Was tut „Die Presse“? Auch „Die Presse“ beobachtet besorgt den kontinuierlichen Anstieg des Hasspegels von Internetusern auf ihrer Webseite und auf Facebook. Spezielle Werkzeuge können zwar die gröbsten Entgleisungen und Beschimpfungen gegen Redakteure oder Personen der Berichterstattung aufspüren und gar nicht erst freischalten, damit allein ist es aber nicht getan. Auf dem Höhepunkt der Flüchtlingskrise im vergangenen September wurde daher die Kommentarfunktion unter allen Texten zum Thema deaktiviert, und die Nutzer wurden in ein eigens eingerichtetes, moderiertes Forum zum Thema geleitet. Allerdings behielt und behält sich die Redaktion vor, solche Foren zu schließen, wenn das Gesprächsklima so entgleist, dass nur mehr Hasstiraden gepostet werden und auch eine Moderation nicht mehr eingreifen kann.

Seit April hat die „Presse“ einen Schwerpunkt auf die Communitybetreuung im Internet gesetzt. Ein eigenes sechsköpfiges Team kümmert sich seither um Kommentare und jegliche Anfragen, die die Redaktion digital erreichen. In Zukunft wird sich das Communityteam auch aktiver in den Foren selbst einschalten, wenn Diskussionen dort zu entgleisen drohen.

Damit zeigt man, dass man das Klima der Aggression nicht einfach hinnimmt. Das sei der erste Schritt, um aktiv etwas zu ändern, schreibt auch „Profil“-Autorin Ingrid Brodnig in ihrem Buch „Hass im Netz“. Sie rät, das Problem nicht nur ernst zu nehmen, sondern unfaire Diskussionsstile von Internetnutzern ganz konkret anzusprechen.
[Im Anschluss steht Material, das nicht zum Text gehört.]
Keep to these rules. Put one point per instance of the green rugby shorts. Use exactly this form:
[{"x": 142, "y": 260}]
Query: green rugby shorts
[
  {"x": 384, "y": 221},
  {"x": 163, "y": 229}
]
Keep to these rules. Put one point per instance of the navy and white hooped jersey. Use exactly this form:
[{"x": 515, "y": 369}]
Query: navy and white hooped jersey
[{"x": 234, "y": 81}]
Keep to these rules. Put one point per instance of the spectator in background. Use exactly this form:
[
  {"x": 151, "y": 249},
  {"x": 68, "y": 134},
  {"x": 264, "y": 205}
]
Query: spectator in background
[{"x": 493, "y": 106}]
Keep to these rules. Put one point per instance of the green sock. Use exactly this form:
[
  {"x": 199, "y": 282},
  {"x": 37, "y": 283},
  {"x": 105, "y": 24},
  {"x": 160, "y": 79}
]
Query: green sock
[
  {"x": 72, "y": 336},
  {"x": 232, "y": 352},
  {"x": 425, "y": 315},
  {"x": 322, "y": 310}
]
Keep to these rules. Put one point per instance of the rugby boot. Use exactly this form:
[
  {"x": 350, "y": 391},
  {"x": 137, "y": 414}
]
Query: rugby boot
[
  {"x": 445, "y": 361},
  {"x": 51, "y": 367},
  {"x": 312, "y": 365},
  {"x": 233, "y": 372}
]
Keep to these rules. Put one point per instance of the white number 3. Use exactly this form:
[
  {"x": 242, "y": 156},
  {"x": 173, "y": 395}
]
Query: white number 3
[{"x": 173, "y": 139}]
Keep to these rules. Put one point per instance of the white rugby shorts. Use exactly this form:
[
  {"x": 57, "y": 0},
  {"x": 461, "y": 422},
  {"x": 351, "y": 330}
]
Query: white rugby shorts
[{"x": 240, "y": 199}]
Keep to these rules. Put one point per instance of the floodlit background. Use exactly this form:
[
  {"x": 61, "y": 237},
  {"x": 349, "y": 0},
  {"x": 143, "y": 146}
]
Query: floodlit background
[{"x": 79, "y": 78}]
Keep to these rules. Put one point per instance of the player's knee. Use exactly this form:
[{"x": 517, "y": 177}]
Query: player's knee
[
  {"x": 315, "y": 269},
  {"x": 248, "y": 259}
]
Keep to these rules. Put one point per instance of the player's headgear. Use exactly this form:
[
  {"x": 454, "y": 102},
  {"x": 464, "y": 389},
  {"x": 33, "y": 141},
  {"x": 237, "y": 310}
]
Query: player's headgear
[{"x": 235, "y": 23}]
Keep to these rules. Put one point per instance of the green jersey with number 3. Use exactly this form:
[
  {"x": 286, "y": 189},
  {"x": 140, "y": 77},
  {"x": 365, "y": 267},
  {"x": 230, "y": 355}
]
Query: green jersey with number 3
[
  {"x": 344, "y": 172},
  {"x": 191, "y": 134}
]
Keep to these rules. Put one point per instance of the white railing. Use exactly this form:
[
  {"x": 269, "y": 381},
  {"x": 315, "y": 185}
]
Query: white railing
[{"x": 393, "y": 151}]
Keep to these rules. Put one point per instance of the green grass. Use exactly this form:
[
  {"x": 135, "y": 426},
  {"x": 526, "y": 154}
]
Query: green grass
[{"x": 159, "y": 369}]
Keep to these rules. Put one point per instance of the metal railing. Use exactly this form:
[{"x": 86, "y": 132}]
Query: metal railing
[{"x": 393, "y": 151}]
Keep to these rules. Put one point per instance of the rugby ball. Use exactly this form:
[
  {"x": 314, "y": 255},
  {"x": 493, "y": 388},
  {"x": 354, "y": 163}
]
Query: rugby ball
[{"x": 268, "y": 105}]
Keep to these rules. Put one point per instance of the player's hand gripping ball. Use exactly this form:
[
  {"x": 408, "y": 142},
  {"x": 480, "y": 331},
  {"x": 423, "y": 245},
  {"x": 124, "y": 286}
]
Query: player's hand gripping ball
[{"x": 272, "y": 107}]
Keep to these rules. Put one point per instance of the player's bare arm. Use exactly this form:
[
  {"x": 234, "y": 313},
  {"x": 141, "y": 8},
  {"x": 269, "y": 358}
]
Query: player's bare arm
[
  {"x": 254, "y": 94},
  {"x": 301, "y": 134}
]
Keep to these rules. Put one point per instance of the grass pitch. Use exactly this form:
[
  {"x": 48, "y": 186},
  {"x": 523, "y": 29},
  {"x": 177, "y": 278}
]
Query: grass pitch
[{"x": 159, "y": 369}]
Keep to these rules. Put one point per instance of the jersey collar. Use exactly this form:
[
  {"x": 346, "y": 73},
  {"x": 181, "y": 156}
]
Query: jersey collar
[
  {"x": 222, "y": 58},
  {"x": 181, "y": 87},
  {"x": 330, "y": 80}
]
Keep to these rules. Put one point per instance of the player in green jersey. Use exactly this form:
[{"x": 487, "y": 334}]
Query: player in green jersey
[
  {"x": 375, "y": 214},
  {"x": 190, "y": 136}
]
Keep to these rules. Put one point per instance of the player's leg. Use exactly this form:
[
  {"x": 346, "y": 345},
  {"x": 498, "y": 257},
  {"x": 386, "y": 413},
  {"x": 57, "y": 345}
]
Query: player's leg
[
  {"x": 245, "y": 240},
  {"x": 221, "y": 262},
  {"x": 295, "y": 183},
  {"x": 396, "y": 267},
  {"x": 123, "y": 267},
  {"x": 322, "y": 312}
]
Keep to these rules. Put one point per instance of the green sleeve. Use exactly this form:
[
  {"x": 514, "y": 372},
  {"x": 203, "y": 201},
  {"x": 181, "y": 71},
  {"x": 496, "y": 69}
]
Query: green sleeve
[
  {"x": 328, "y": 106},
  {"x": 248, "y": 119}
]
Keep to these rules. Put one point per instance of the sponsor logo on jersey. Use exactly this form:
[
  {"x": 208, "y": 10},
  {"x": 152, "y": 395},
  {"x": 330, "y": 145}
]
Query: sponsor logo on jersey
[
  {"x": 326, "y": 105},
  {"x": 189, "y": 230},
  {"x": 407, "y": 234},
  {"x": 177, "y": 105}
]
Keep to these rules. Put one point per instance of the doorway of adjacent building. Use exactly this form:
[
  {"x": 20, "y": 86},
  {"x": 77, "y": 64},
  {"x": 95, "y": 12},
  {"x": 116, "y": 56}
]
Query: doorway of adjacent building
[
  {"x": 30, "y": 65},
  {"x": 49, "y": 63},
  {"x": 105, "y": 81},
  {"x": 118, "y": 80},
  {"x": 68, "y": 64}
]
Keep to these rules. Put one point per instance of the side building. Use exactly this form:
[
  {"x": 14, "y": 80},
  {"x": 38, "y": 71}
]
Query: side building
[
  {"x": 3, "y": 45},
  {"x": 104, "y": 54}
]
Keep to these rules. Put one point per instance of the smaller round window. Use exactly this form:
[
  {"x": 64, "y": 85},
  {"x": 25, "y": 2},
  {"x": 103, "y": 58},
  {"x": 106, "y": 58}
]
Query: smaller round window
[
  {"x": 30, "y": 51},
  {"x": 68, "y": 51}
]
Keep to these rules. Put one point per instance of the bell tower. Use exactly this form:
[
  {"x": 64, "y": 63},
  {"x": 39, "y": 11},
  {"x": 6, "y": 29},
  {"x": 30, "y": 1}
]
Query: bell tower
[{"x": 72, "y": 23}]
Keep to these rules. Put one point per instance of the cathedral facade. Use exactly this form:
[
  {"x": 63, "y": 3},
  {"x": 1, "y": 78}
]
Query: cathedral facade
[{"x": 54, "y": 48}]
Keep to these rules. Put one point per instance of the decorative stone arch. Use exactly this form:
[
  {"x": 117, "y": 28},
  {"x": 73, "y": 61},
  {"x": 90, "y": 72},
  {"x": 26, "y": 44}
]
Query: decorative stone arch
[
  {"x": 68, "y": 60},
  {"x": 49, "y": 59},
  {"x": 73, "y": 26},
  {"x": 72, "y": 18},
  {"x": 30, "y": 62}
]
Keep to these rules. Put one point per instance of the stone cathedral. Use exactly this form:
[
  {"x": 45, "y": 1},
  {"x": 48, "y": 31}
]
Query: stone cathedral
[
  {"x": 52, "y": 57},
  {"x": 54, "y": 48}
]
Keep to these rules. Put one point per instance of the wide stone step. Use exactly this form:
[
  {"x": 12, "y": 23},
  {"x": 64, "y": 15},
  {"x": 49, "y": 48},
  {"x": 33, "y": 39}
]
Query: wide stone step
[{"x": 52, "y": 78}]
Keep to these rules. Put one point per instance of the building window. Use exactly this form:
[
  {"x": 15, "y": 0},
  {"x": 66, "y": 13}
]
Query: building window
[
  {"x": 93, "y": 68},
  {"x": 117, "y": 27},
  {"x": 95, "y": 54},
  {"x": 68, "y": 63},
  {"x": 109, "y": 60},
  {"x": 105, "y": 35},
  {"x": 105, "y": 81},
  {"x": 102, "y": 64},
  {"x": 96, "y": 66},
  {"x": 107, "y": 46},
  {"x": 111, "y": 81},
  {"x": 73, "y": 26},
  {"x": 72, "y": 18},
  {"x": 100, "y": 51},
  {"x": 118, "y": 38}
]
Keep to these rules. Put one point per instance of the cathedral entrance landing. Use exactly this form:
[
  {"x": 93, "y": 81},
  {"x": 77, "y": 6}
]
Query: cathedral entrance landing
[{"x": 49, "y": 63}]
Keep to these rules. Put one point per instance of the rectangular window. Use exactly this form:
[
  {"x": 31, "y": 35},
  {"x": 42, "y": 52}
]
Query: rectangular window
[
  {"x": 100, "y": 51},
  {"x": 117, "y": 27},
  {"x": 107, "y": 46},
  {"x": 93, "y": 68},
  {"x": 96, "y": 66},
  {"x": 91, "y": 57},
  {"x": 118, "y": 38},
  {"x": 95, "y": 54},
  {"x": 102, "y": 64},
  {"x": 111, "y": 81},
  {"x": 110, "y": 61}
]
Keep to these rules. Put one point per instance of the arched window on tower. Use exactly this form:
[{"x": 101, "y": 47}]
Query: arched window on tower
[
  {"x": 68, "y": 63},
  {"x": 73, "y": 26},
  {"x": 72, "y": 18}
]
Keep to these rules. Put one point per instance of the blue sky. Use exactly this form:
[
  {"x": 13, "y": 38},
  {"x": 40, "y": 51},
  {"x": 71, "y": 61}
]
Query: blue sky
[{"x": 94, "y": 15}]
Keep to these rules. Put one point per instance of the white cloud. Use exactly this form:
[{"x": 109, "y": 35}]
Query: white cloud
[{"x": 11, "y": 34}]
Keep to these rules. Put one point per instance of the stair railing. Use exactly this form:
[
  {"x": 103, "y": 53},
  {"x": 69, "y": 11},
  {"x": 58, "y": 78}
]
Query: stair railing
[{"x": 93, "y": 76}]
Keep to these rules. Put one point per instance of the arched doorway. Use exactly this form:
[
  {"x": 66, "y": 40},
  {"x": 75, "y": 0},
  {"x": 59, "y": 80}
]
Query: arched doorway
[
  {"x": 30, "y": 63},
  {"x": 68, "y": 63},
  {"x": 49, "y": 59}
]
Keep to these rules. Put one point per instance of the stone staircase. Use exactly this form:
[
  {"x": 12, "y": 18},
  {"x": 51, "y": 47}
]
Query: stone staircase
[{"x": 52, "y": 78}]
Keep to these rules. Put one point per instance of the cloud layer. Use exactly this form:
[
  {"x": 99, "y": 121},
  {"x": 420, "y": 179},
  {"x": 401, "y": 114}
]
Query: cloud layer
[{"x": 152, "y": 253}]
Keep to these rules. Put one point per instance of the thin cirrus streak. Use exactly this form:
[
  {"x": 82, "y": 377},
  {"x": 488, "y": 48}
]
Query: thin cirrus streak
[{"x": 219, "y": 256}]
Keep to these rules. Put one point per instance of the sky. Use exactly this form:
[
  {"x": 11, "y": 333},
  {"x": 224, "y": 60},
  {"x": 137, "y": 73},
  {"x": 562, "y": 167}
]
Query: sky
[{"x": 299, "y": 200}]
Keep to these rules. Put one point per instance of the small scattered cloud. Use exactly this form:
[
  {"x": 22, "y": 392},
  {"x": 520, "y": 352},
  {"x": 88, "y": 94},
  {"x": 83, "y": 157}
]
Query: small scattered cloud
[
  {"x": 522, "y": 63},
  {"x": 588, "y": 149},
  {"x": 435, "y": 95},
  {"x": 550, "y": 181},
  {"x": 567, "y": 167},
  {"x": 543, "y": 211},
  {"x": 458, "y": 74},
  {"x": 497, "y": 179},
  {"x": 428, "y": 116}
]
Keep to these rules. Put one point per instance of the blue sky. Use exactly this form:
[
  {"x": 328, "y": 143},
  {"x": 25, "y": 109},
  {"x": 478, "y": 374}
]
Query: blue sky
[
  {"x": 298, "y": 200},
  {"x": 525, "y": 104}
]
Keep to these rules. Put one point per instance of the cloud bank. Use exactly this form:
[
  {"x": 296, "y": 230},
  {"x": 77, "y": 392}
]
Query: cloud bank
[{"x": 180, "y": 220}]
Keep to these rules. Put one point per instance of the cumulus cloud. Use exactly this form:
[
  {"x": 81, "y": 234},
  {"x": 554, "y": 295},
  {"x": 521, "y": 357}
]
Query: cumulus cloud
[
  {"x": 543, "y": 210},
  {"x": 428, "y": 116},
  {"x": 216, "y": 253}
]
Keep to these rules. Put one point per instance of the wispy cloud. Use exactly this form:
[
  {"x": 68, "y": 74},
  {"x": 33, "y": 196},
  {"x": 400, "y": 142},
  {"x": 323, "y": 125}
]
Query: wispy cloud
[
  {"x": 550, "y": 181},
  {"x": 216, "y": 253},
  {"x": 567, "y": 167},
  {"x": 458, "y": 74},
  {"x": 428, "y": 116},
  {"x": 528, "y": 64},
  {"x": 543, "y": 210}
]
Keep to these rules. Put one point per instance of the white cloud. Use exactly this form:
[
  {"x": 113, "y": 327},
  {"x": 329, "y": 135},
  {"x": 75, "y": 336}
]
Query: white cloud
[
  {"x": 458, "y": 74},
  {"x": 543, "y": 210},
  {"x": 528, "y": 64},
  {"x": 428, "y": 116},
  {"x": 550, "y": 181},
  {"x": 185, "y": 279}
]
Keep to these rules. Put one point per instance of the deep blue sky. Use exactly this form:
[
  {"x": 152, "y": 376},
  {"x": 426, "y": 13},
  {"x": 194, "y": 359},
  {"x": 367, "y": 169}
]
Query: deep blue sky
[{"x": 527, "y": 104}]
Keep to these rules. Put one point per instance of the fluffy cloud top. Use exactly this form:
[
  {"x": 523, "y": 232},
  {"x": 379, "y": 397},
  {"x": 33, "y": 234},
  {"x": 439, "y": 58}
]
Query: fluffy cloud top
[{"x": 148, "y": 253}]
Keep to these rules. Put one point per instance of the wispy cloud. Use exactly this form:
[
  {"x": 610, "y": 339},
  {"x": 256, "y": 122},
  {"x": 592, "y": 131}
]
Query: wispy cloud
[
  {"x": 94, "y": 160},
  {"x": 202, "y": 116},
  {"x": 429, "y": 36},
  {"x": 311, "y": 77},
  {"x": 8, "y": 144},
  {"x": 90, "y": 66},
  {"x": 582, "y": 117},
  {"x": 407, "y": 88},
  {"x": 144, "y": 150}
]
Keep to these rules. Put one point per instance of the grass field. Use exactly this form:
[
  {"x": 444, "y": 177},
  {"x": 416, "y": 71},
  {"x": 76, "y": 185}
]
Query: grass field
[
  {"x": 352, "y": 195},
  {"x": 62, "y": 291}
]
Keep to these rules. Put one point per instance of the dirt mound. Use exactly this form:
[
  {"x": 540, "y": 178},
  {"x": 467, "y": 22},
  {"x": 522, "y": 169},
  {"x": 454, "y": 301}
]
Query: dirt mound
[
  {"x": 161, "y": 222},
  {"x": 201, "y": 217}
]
Als Gastgeber auf Facebook- und Webseiten könne man zudem Grundregeln der Gesprächskultur vorgeben. Wer sich konstant nicht daran hält, wird ausgeladen oder geblockt. Man würde einen Unbekannten schließlich auch nicht in den eigenen vier Wänden schimpfen und brüllen lassen.

Meldestelle

Frauenministerin Sabine Oberhauser (SPÖ) hat diese Woche angekündigt, dass sie sich eine Meldestelle gegen Frauenhass im Netz und die Einführung entsprechender Regeln im Strafgesetz vorstellen könne.

Buch: Die „Profil“-Journalistin Ingrid Brodnig zeigt in ihrem Buch „Hass im Netz“ (Brandstätter) auf, was man gegen Hetze, Mobbing und Lügen im Internet tun kann.